Gas Bubbles in the Anterior Chamber

Author Affiliations
  • 1Department of Ophthalmology, Graduate School of Medical Sciences, Kyushu University, Fukuoka, Japan
JAMA Ophthalmol. 2020;138(11):e202049. doi:10.1001/jamaophthalmol.2020.2049

A 44-year-old man with a history of scleral buckling for rhegmatogenous retinal detachment and a tic disorder with continuous movement of the head underwent pars plana vitrectomy with lensectomy and injection of octafluoropropane (C3F8) gas, 12%, for recurrent rhegmatogenous retinal detachment in the right eye. He was instructed to remain in a left lateral position after surgery.
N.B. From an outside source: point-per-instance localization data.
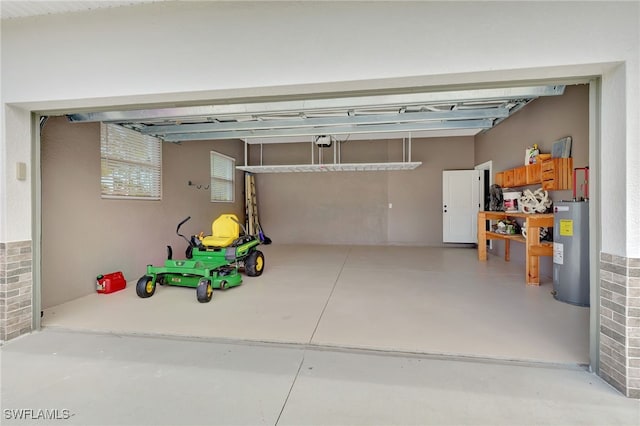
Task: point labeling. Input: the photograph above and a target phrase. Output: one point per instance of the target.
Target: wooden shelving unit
(552, 174)
(534, 248)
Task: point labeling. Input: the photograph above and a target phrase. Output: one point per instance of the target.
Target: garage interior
(358, 259)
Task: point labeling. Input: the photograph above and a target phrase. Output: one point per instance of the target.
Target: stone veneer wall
(16, 292)
(620, 323)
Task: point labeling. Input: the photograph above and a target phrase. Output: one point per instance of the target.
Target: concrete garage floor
(106, 379)
(405, 299)
(356, 337)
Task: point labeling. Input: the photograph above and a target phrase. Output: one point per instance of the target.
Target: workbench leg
(482, 237)
(533, 262)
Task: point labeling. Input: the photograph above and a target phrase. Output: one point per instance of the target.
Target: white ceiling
(12, 9)
(443, 114)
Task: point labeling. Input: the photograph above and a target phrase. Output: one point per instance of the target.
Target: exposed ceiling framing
(418, 114)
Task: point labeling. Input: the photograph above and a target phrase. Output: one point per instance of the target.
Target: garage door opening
(357, 259)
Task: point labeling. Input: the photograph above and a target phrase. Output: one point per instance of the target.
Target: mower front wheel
(204, 291)
(145, 287)
(254, 265)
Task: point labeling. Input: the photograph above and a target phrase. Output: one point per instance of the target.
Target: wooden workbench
(533, 247)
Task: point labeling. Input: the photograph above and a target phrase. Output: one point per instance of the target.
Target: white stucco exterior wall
(174, 51)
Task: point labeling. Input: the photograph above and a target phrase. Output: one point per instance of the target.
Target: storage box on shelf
(508, 178)
(551, 173)
(520, 176)
(534, 248)
(557, 173)
(533, 174)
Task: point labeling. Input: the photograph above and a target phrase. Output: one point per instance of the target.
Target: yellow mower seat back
(224, 231)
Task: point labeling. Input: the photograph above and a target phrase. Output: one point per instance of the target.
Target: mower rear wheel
(204, 291)
(254, 265)
(145, 287)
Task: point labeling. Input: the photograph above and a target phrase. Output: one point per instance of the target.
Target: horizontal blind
(131, 163)
(222, 177)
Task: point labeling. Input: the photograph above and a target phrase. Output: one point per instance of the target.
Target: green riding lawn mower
(212, 262)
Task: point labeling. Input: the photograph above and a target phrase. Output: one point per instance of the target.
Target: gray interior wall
(543, 121)
(353, 207)
(84, 235)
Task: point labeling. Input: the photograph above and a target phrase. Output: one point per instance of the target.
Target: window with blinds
(131, 164)
(222, 178)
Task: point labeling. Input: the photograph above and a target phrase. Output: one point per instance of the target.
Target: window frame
(230, 181)
(114, 157)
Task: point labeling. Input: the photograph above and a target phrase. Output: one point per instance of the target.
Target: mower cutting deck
(213, 262)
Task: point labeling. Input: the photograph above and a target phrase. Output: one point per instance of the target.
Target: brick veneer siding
(16, 284)
(620, 323)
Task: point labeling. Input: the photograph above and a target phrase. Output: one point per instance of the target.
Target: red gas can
(110, 282)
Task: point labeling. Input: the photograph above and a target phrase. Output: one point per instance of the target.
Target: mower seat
(224, 231)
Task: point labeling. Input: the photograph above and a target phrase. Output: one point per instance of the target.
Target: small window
(222, 178)
(131, 164)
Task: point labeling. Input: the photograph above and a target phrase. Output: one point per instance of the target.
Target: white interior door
(460, 205)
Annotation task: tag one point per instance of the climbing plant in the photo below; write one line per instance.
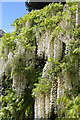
(23, 40)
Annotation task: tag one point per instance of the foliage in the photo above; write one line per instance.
(69, 108)
(23, 41)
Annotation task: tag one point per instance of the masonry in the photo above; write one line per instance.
(54, 48)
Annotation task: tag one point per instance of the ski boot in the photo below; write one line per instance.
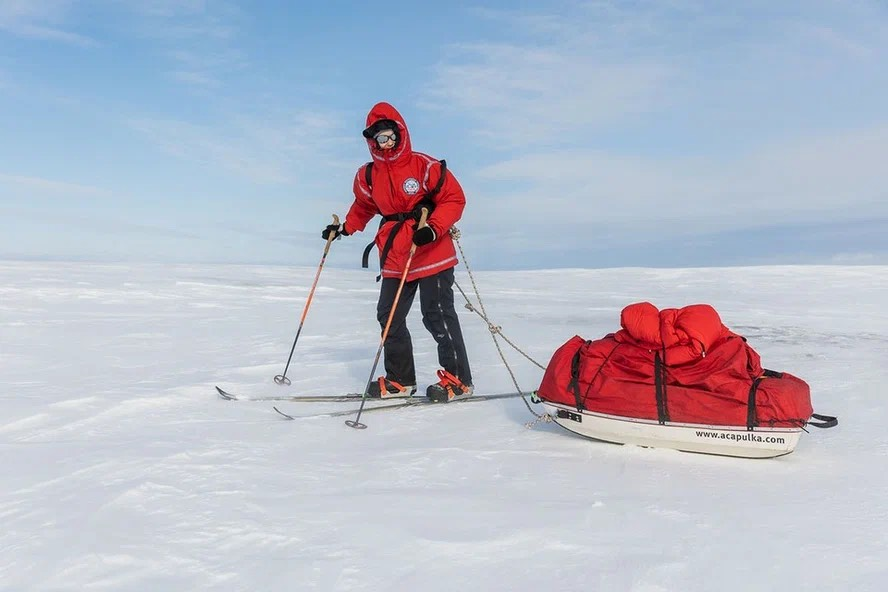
(448, 388)
(383, 388)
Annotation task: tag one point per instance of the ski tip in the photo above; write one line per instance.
(226, 396)
(286, 416)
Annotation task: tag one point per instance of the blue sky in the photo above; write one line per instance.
(586, 134)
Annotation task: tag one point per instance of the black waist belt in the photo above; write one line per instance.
(399, 220)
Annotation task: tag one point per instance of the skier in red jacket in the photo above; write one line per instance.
(397, 184)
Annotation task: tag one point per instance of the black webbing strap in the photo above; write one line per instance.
(751, 422)
(401, 217)
(574, 384)
(660, 389)
(828, 421)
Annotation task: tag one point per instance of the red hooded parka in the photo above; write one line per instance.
(400, 180)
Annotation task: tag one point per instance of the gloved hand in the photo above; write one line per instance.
(336, 229)
(424, 236)
(416, 213)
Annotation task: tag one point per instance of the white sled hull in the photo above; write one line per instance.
(706, 439)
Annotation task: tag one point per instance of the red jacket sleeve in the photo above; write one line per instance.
(449, 203)
(363, 209)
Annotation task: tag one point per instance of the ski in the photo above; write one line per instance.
(411, 402)
(309, 398)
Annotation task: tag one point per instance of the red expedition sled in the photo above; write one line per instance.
(677, 378)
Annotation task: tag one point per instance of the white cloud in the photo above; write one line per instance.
(828, 176)
(268, 149)
(41, 20)
(26, 187)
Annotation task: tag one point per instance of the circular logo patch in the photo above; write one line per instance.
(411, 186)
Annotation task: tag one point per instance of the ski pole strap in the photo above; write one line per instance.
(827, 421)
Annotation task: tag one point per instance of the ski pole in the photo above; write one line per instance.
(282, 378)
(356, 423)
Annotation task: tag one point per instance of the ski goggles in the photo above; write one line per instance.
(384, 137)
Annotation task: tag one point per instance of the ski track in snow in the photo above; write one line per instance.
(124, 471)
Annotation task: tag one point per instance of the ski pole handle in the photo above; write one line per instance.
(422, 222)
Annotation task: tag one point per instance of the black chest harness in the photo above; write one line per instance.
(400, 218)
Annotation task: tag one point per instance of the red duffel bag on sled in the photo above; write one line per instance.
(677, 378)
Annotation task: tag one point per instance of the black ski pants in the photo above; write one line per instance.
(439, 318)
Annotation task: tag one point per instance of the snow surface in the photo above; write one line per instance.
(122, 470)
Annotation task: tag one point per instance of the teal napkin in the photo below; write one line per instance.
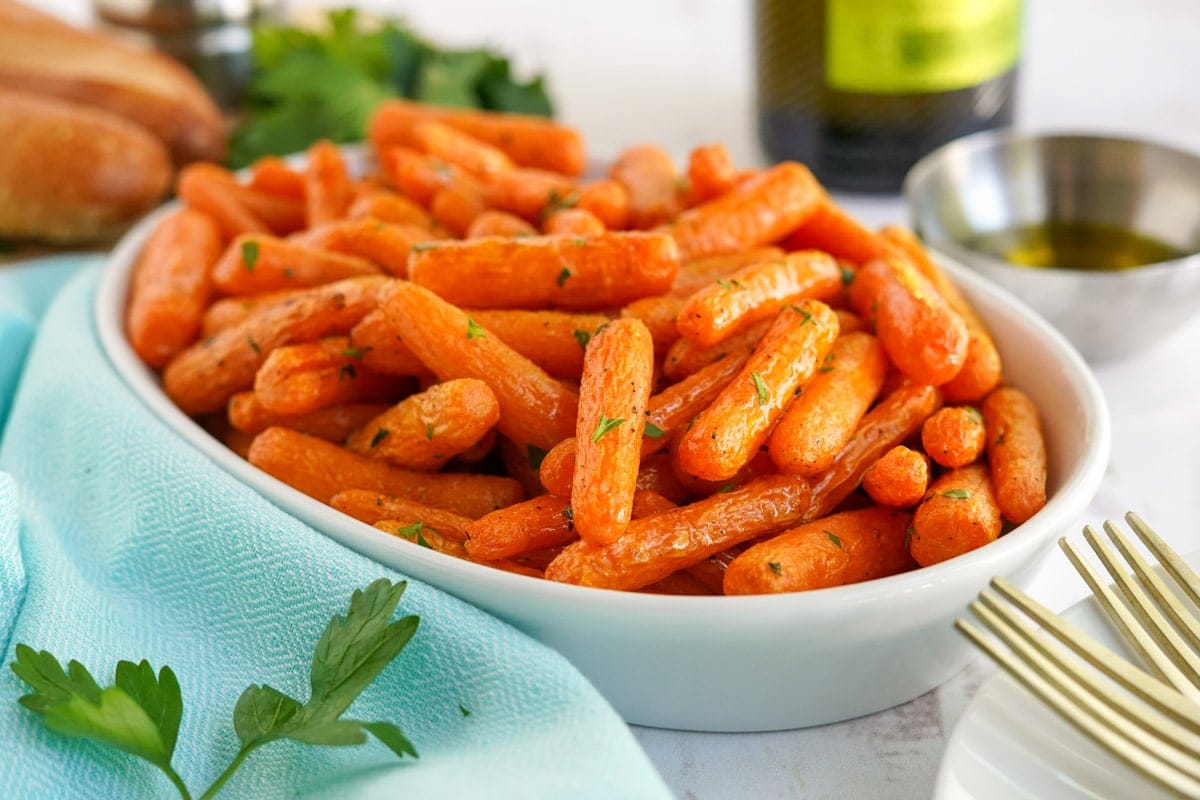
(118, 540)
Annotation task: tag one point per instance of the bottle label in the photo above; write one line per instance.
(893, 47)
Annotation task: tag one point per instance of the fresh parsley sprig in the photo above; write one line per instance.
(141, 711)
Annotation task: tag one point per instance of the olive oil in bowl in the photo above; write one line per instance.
(1091, 246)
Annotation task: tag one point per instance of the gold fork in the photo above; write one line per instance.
(1147, 717)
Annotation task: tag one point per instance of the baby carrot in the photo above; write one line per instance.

One week later, a slitlamp examination of the right eye demonstrated C3F8 gas bubbles resembling fish eggs in the anterior chamber, with an increase of intraocular pressure to 40 mm Hg (Figure). He started receiving once-daily treatment with topical carteolol hydrochloride, 2%, and the intraocular pressure subsequently decreased, with resolution of the gas bubbles 3 weeks after surgery. We postulated that continuous movement of the head caused the injected gas to take the form of tiny bubbles, which led to gas leaking into the anterior chamber, which in turn blocked aqueous humor outflow, resulting in the intraocular pressure elevation.